Um. A associação adopta a denominação de «Casa de Portugal em Macau», em chinês 《澳門葡人之家協會》, e em inglês Macau «Casa de Portugal» Association.

Dois. A Associação é uma pessoa colectiva de direito privado, sem fins lucrativos, dotada de personalidade jurídica, que se rege pelos presentes estatutos e pela legislação aplicável na RAEM.

Três. A Associação durará por tempo indeterminado, contando-se o seu início a partir da data da sua constituição.

 

Artigo segundo
(Sede)

Um. A Associação tem a sede em Macau, na Rua Pedro Nolasco da Silva, n.º 28.

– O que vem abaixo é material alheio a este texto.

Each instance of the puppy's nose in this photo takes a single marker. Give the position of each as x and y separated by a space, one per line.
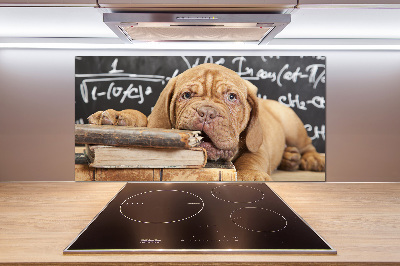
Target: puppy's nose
207 113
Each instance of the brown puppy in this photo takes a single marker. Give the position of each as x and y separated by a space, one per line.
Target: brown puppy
257 135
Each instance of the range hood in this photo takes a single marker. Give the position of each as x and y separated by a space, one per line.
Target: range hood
257 28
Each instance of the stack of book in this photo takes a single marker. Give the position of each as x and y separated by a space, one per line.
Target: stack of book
144 154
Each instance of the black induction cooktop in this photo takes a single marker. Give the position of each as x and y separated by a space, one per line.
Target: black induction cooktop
198 217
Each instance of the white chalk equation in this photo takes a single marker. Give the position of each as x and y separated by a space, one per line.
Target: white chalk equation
315 132
92 86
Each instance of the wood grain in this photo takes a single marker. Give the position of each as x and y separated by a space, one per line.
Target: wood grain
360 220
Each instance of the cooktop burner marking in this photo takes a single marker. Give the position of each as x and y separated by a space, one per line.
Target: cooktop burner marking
135 208
237 194
258 219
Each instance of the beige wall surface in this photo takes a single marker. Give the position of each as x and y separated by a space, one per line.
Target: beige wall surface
37 111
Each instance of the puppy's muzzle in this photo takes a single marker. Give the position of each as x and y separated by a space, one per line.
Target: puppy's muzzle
207 113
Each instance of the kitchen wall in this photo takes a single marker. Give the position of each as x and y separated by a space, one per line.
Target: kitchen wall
37 111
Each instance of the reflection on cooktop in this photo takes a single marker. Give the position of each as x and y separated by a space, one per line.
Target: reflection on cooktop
198 217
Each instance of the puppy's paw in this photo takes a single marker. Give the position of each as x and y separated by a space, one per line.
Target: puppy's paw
126 117
290 159
252 175
313 161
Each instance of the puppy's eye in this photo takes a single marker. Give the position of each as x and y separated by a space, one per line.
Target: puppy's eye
186 95
232 97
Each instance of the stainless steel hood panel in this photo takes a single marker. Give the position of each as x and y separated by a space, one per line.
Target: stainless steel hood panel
228 27
271 4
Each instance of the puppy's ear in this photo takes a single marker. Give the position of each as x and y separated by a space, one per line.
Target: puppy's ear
254 133
160 117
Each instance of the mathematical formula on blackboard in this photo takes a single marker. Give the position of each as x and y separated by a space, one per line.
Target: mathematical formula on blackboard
135 82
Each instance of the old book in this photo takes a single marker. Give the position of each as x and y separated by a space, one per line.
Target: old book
133 157
213 171
136 136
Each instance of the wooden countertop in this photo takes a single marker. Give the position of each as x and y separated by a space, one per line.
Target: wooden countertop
360 220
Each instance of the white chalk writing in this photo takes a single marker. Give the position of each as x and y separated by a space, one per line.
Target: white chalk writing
315 132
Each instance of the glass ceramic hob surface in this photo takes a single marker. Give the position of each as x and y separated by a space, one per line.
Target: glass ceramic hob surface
198 217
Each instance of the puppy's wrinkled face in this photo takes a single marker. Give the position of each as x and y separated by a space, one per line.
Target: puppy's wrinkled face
213 100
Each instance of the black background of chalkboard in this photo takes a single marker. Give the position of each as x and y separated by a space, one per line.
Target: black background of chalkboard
134 82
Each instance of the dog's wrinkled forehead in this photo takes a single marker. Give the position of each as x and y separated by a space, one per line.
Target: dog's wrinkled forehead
209 75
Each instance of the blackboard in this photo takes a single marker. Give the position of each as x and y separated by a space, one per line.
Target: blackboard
134 82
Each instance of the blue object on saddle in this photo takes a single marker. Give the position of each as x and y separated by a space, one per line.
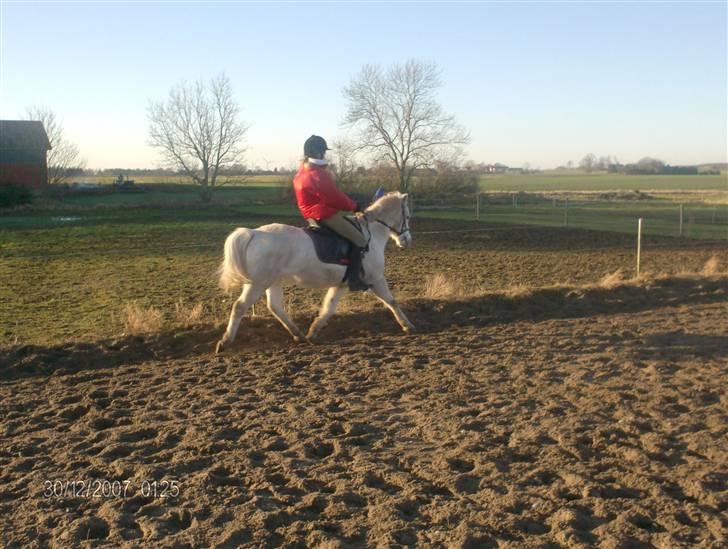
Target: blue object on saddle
329 246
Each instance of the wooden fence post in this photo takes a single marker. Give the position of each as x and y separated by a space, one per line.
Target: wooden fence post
639 244
681 218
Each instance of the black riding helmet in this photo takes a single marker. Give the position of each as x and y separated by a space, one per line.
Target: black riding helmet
315 147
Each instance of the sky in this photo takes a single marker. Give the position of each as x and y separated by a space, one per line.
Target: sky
541 83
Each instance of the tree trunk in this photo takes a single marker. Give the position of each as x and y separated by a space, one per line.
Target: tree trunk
206 193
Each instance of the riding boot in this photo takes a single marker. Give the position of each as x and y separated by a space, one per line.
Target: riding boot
353 273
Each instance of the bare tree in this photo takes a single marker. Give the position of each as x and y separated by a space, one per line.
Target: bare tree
344 162
64 157
198 131
399 118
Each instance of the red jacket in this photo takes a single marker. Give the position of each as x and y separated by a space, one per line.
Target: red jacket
317 195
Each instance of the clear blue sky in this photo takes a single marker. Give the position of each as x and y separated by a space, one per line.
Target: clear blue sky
537 82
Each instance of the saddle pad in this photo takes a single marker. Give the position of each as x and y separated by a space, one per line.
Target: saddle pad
330 247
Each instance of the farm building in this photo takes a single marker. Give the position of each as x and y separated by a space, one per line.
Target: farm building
23 148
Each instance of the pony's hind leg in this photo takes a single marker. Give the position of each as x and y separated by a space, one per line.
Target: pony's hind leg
381 289
275 306
250 294
331 300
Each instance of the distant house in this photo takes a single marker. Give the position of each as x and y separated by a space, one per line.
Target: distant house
495 168
23 148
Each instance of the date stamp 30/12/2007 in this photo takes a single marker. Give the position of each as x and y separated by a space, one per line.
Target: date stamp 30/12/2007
102 488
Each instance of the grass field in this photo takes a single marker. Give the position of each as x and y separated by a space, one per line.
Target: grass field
603 182
542 182
659 217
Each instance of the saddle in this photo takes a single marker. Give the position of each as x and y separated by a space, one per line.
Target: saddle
329 246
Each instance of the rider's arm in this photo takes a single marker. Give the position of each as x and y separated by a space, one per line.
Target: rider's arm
330 194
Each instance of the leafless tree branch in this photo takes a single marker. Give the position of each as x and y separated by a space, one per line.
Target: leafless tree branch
197 129
397 116
64 156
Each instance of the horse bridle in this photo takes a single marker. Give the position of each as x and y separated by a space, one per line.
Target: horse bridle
405 223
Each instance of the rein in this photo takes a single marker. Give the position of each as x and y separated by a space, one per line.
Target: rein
403 229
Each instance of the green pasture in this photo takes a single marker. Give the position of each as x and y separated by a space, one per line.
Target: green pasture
66 271
661 218
546 182
235 180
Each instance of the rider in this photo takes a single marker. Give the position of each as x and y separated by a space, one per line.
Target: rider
320 199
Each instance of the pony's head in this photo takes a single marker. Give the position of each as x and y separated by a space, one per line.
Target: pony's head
392 211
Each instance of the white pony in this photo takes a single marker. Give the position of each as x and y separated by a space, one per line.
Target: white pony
263 260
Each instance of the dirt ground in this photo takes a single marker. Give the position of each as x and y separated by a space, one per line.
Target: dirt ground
556 417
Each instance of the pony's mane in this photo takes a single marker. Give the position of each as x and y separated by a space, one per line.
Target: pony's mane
388 203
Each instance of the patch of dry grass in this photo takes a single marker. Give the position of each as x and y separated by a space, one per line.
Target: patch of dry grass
188 314
611 280
140 320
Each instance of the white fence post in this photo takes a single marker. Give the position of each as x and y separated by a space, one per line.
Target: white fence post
681 218
639 244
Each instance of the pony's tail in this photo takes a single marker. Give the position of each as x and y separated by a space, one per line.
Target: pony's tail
233 268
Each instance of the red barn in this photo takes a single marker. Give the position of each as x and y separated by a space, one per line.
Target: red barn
23 148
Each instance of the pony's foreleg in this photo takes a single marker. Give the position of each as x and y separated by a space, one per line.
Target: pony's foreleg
331 300
250 294
381 289
275 306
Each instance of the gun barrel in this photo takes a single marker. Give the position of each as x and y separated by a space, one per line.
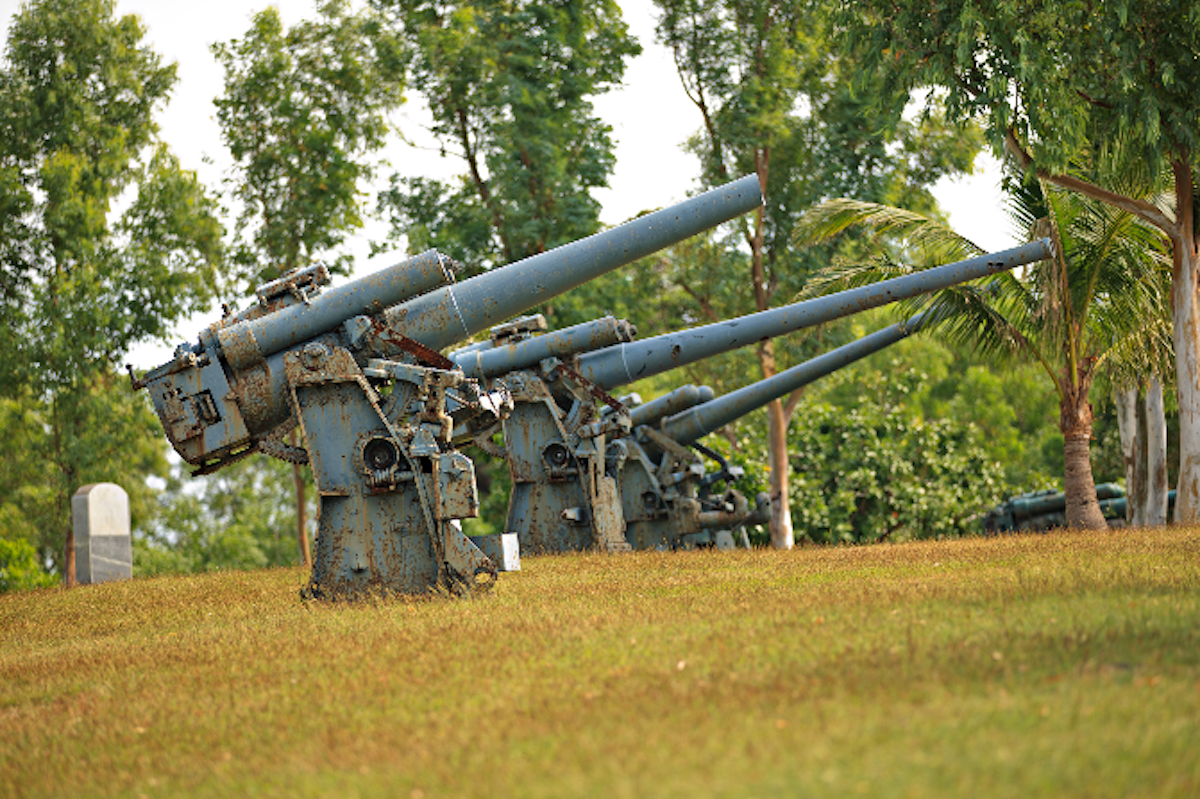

Dois. A sede da Associação poderá ser transferida por deliberação da Direcção para qualquer outro local, em Macau, podendo ser criadas delegações ou outras formas de representação em qualquer outro local.

 

Artigo terceiro
(Fins)

A Associação tem por fins:

a) Defender e promover os interesses da comunidade portuguesa;

b) Zelar pela preservação da identidade da comunidade e do seu património cultural, nomeadamente da língua e cultura portuguesas;

c) Assumir a sua dimensão cívica e pugnar pela defesa dos direitos consignados na Lei Básica quanto à comunidade portuguesa;

d) Contribuir para o desenvolvimento da RAEM;

e) Constituir-se como parceiro social institucionalizado que possa ser voz activa e interlocutor privilegiado, na procura de soluções para os problemas específicos que afectem a comunidade portuguesa em Macau, junto das autoridades da RAEM e junto do Governo Português, nomeadamente através do Consulado Geral em Macau;

f) Promover a solidariedade entre os membros da comunidade portuguesa em Macau;

g) Fomentar a cooperação com as demais comunidades residentes em Macau, o conhecimento mútuo das respectivas culturas, a solidariedade entre os seus membros, nomeadamente com as restantes comunidades de língua portuguesa, residentes ou não;

h) Promover o incremento das relações e dos laços de cooperação com Portugal, Europa, países lusófonos, República Popular da China e também com as associações congéneres de portugueses espalhadas pelo mundo;

i) Criar núcleos de acção cultural e de formação que se mostrem adequados à permanente valorização das competências e saberes dos membros da comunidade portuguesa, abertos a todas as outras comunidades;

j) Fomentar o espírito associativo junto das camadas mais jovens da comunidade portuguesa, incentivando a organização de estruturas juvenis dentro da Associação;

k) Promover o desporto no seio da comunidade portuguesa e incentivar os atletas a participarem na vida desportiva da RAEM e a competirem em diferentes modalidades, criando para tal o Grupo Desportivo da Casa de Portugal.

 

CAPÍTULO II
Dos sócios, seus direitos e deveres

 

Artigo quarto
(Sócios)

A Associação tem as seguintes categorias de sócios:

a) Sócios fundadores;

b) Sócios efectivos; e

c) Sócios jovem; e

d) Sócios honorários.

 

Artigo quinto
(Sócios fundadores)

Todos aqueles que tenham aprovado os estatutos em Assembleia Geral Constituinte e que, no prazo de 30 dias a contar da referida Assembleia Geral, tenham manifestado formalmente a sua adesão e pago a jóia de sócio fundador, têm o direito à designação de «sócio fundador».

 

Artigo sexto
(Sócios efectivos e sócios jovem)

Podem ser sócios efectivos da Associação todos os portugueses residentes em Macau. Os menores de 18 anos integram a categoria de sócio jovem.

 

Artigo sétimo
(Sócios honorários)

Um. Podem ser sócios honorários as pessoas singulares ou colectivas de reconhecido mérito ou que prestem serviços relevantes à Associação.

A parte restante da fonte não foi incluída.